Once I get the pbc applied [6 or 7 hundred degrees], I normalize three times in succession, just letting the blade cool to "quick hand, touch" temperature, between cycles. I them let the blades, air cool, apply the clay and harden.
I started doing this with W2 steel, when I was making some long clip points. It stopped the warp, that I had been getting, upon quenching, the blades.
Over the last week, I forged both W2 and 52100 steels into matching blades.
I used the above techniques to process both steels.
Will the 52100 get the same benifits that the W2, appears to get, from the normalizing cycles?
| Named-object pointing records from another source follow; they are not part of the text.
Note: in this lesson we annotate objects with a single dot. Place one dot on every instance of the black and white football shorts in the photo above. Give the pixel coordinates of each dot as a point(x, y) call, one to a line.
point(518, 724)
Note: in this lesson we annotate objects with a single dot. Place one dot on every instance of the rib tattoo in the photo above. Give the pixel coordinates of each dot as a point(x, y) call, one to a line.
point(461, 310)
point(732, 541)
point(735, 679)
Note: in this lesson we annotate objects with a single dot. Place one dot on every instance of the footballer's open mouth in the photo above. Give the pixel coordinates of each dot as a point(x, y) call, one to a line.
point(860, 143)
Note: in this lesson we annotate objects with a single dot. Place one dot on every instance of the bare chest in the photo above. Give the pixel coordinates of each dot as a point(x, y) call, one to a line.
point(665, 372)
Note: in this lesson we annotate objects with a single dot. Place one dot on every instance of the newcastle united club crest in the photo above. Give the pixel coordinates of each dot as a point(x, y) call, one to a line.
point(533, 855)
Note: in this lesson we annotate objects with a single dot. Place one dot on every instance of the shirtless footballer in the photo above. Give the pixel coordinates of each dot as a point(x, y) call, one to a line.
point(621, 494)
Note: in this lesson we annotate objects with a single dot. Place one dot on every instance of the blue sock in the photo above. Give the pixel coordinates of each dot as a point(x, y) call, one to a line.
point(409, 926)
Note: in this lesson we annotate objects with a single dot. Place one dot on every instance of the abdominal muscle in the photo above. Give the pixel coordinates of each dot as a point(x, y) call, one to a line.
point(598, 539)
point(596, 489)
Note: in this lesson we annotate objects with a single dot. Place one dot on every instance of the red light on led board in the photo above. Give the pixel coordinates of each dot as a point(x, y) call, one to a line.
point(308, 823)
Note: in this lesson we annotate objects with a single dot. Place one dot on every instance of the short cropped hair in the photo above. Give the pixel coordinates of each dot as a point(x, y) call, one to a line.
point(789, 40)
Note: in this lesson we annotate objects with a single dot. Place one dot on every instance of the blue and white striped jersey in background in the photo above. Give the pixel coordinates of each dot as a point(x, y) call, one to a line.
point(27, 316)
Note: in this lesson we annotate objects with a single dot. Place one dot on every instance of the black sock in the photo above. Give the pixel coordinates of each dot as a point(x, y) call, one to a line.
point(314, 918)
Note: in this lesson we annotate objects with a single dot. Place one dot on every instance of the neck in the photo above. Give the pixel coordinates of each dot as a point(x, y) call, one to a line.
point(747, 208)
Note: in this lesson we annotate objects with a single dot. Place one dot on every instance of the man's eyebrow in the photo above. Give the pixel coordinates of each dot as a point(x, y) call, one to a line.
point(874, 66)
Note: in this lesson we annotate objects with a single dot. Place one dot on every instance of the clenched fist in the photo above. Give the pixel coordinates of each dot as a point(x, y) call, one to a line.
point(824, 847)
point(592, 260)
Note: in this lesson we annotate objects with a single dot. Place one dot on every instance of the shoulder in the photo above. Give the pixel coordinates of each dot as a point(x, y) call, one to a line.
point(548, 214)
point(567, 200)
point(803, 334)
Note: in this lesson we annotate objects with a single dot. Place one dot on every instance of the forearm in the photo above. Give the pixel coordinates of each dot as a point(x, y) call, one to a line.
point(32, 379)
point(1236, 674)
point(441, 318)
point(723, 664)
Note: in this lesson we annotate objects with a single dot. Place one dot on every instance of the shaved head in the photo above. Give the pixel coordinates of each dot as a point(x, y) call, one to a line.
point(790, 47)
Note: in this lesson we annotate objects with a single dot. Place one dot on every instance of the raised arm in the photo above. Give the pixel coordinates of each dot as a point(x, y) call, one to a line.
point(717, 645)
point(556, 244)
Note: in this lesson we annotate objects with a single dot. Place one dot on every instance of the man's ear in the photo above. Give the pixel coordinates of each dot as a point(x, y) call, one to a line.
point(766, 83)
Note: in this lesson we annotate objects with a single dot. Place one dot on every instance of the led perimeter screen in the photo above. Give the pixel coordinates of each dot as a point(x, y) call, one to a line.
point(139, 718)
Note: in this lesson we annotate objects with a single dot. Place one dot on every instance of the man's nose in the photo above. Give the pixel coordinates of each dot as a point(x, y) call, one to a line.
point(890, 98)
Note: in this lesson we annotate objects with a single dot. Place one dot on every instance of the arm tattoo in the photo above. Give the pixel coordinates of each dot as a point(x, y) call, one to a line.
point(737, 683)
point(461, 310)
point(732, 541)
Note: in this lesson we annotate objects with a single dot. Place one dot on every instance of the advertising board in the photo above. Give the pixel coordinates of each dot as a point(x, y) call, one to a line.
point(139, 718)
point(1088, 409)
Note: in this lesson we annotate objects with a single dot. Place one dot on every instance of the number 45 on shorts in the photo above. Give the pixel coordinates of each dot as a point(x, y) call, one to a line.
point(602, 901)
Do you think this many cycles is overkill, no matter what the steel used?

Some input please, Fred
 
If I recall correctly, Kevin, and Mete' recommend three cycles of normalizing. The third is more, or less, insurance. Beyond three cycles is wasted effort. But spherodizing anneals, need a good soak to homogenize, and evenly distribute the spheroidal carbons. I think Kevin recommended a five minute soak for the first cycle, possibly more, then just go to your chosen heat for the next two. Then soak well before quench. I do remember that spheroidized carbon needs more soak to go to solution. That is all I know, if that is even correct.
 
I don't want to contradict the experts but for W2, what you are doing sounds good to me.

No comment on the 52100.
 
Do the same for both ,after all they have about the same carbon content..... Spheroidized does require somewhat more soak but that depends on large or small spheres. Spheroidize anneal [austenitize slow cool] gives large spheres but a subcritical anneal ,my choice, would give small spheres [starting with martensite then 1200 F temper ].